Troubles continue to dog Greece

More volatility and weakness are in
store for the euro this week as European Union leaders debate whether to offer
a lifeline to debt-strapped Greece.

Currency markets aren’t expecting
the EU summit this Thursday and Friday to yield a specific plan to support
Greece, but contradictory statements in the run-up to the event will whip
around the currency. Even if an agreement is reached, the euro may not necessarily
benefit for long, as problems of deflation and weak growth will continue to
hold it down.

“Extreme uncertainty”
surrounds this week’s meeting, said Sebastien Galy, currency strategist at BNP
Paribas in New York. “Nothing’s going to be resolved that fast,” he
said, which means the euro is likely to fall further against the dollar and the
yen.

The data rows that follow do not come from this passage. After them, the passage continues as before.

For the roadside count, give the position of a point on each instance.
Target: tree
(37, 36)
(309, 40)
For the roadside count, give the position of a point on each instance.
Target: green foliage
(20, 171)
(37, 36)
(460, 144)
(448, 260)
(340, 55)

Since the start of the year, the common currency has lost 5.8 per cent against
the greenback.

Ahead of the summit, the Greek
government has ratcheted up the pressure, warning that it can’t continue to pay
the high interest rates the market is demanding and threatening to turn to the
International Monetary Fund instead. The euro zone’s position on involving the
IMF is in flux: France and the European Central Bank want the solution to be
found within the euro zone; Germany, which fears having to pay the lion’s share
of a bailout that would be hard to sell to voters, appears to be more inclined
toward drawing in the IMF.

“EU authorities seem to have
explicitly broken ranks on the issue of support to Greece,” said analysts
at UniCredit in Milan.

The outlook for continued euro
weakness will pose a problem for the Swiss National Bank, which has been
intervening in currency markets to keep the Swiss franc’s strength in check to
help the domestic recovery. The euro zone is Switzerland’s largest trading
partner.

But the SNB has been
fighting a losing battle: The outlook for growth in Switzerland has outstripped
the euro zone’s, fuelling expectations that official Swiss rates will rise
earlier than rates in the euro zone. With the worries over Greece’s debt
intensifying, rattled investors also have sought safety in the franc.